### Title: Telco Churn Classification Project

#### Project Objective:
This project seeks to predict customer churn within the telecom sector by identifying key drivers of churn and implementing strategies to reduce it. By employing classification models, the analysis will provide actionable insights from customer data, enabling companies to improve customer retention and, consequently, increase revenue.

### 1.0 Business Understanding

### 1.1 Introduction
Customer churn is a critical issue in the telecom industry, leading to reduced profit margins and long-term sustainability concerns. Churn occurs when customers discontinue their service and switch to competitors. It is driven by factors such as pricing, service quality, network coverage, and competitive offerings. The implications of high churn include:

- Revenue loss
- Decreased ROI on marketing
- Reputational damage due to customer dissatisfaction
- Reduced market share and growth
- Lower employee satisfaction
- Financial uncertainty

Due to this, Machine Learning and Advanced Analytics provide the necessary technologies to transform raw data into actionable insights. In this project, classification models will be employed to generate these insights.

### 1.2 Project Objective
The goal is to develop a classification model that predicts whether customers are likely to leave or continue their relationship with the telecom company. By identifying customers at risk of churning, the company can implement proactive retention strategies, thereby increasing revenue and improving profit margins.

### 1.3 Data Description
The project will utilize historical data containing details on customer behaviors and transaction records.
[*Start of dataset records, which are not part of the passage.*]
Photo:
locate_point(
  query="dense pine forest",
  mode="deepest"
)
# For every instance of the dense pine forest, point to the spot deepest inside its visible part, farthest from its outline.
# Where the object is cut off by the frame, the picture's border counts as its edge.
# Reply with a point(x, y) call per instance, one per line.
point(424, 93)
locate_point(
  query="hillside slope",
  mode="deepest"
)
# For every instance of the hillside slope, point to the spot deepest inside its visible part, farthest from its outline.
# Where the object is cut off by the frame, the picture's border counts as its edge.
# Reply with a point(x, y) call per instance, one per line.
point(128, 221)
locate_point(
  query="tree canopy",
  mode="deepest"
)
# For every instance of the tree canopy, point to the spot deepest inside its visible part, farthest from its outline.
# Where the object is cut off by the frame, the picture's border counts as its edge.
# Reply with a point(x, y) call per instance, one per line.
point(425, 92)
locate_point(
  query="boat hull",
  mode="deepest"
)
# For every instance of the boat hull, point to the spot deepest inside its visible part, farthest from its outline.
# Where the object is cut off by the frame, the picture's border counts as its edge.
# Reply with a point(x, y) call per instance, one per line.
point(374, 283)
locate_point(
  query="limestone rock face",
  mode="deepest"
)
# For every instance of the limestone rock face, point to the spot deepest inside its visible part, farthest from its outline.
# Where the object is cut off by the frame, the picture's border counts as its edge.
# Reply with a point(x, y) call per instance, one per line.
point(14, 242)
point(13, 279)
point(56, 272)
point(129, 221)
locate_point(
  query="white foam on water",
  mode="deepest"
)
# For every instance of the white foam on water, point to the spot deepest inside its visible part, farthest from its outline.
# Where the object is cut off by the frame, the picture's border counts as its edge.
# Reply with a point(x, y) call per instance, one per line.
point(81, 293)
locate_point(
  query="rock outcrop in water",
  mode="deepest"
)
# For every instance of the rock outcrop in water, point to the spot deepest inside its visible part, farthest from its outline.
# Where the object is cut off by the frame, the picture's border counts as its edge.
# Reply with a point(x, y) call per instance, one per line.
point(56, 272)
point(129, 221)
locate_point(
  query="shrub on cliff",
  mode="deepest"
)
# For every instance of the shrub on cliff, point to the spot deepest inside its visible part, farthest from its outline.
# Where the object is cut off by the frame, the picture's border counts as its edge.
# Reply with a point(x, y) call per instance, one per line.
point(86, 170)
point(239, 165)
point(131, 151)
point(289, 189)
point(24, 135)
Data will be retrieved from multiple sources, including a database, a GitHub repository, and OneDrive.

### 1.4 Success Metrics
- Good: Achieving at least 75% accuracy in predicting churn, as measured by the harmonic F1-score.
- Excellent: Achieving at least 80% accuracy in predicting churn.

### 1.5 Hypothesis
Hypothesis 1
- Null Hypothesis (H₀): There is no significant relationship between customer tenure and the likelihood of churn.
- Alternative Hypothesis (H₁): Customers with longer tenures are less likely to churn compared to those with shorter tenures.


### 1.6 Business Questions
- Which service-related factors (e.g., internet service, tech support, streaming options) have the greatest impact on customer churn?

- How does the customer's payment method influence the likelihood of churn?

- Are long-term contracts (e.g., one-year, two-year contracts) more effective at reducing churn compared to month-to-month contracts?

- What is the relationship between monthly charges and customer churn?

- How does the tenure of a customer affect their likelihood to churn?


### 2.0 Data Understanding


### 2.1 Inspecting the dataset in depth:
A. Data Quality Assessment: This involves checking the dataset for issues such as missing values, duplicates, and basic descriptive statistics (e.g., info(), handling null values, etc.).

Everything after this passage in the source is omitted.